Philippe de Dieuleveult y ayant particulièrement attiré l’attention, il passera les « tests » pour « La chasse au trésor », les réussira et… entre 1980 et 1984, accompagnera les téléspectateurs francophones durant 108 émissions, tout autour du monde. Une belle route venait de s’ouvrir pour cet homme qui, visiblement, réussissait tout ce qu’il entreprenait, et qui n’avait peur de rien. Son credo : témoigner. Partout où il le pourrait.
La saison 5 de « La chasse aux trésors » ne verra jamais le jour. Pour « raisons techniques ». Mais Philippe de Dieuleveult ne s’arrête pas pour autant. Un livre (« J’ai du ciel bleu dans mon passeport »), une société de production (« Passeport bleu ») et un nombre incalculable de sujets à réaliser qui se bousculent dans sa tête. Il a du pain sur la planche…

Dès 1985, il va être contacté pour participer (et servir de caution ?) à une expédition sur le fleuve Zaïre (ex-Congo), baptisée « Africa-Raft ». Mais si la préparation de cette expédition, à l’époque, est discrète, son épilogue, lui, va défrayer la chronique dès le mois d’août de cette même année, et attend encore son point final.
Quiconque veut s’en donner la peine peut aujourd’hui trouver trace des évènements, et de l’accident, qui se sont déroulés le 6 août 1985, du côté du barrage d’Inga, au Zaïre. « Accident » est employé ici à dessein, car, en regard de la dangerosité extrême de ce projet humain, ils sont nombreux à avoir conclu qu’il ne pouvait s’agir d’autre chose. Très nombreux… pourtant, très vite, certains n’ont pas adhéré à cette thèse d’une simple disparition dans les flots qui, si elle semble acquise pour une partie de l’expédition – qui regroupait deux embarcations – pose question pour l’autre. Des zones d’ombres sont nées, portées en leur temps par des hommes malheureusement disparus aujourd’hui.
Jean de Dieuleveult est le frère de Philippe. Un de ses frères car ils sont sept. Militaire de carrière, avec la tête bien posée sur ses épaules, il ne rejoint pas le flot des partisans de l’accident.

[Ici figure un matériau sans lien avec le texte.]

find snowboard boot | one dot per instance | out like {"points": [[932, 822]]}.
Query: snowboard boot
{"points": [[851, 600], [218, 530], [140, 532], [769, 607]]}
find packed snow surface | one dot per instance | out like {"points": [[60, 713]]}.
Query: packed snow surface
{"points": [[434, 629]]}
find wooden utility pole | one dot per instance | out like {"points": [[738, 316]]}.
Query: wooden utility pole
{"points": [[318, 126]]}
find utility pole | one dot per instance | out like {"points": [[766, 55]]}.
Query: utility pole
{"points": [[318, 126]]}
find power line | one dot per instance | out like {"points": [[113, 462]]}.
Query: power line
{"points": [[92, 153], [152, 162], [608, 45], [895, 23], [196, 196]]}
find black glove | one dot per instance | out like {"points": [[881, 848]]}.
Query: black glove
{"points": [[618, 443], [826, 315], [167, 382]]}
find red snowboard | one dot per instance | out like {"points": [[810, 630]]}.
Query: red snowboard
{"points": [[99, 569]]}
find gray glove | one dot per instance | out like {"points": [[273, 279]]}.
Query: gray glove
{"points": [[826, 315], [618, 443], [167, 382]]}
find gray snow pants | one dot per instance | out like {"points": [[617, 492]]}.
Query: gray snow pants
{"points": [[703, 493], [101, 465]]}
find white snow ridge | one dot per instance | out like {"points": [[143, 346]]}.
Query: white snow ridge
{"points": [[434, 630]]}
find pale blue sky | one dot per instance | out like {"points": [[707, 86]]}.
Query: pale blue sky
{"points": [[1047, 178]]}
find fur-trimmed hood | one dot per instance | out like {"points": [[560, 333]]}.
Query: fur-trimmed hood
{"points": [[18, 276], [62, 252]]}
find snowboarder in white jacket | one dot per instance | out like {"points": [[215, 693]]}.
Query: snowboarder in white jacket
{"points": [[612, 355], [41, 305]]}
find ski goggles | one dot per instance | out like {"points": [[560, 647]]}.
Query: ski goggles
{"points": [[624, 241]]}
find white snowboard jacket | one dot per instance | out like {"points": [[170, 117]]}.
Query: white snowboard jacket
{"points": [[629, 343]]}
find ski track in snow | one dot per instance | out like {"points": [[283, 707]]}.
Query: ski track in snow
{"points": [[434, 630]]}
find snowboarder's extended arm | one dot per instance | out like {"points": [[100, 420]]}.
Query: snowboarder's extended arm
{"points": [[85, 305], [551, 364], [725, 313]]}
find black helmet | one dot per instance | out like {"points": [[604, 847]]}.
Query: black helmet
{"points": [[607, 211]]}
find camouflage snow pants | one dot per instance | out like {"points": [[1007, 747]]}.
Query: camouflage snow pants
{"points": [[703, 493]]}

Il n’y croit pas un seul instant et la quête qu’il va entamer très vite ne le fera jamais dévier.
Patiemment, mais avec acharnement, il va essayer de remettre en place ce puzzle horrible qui lui a pris son frère, peut-être à l’époque la personnalité préférée des Français. Mais cette quête l’usera et, à bout de ressources – sensation d’impuissance ? – Jean de Dieuleveult, qui ne supportait pas le mensonge et l’injustice, choisira d’abréger sa propre vie, après trente années de recherches…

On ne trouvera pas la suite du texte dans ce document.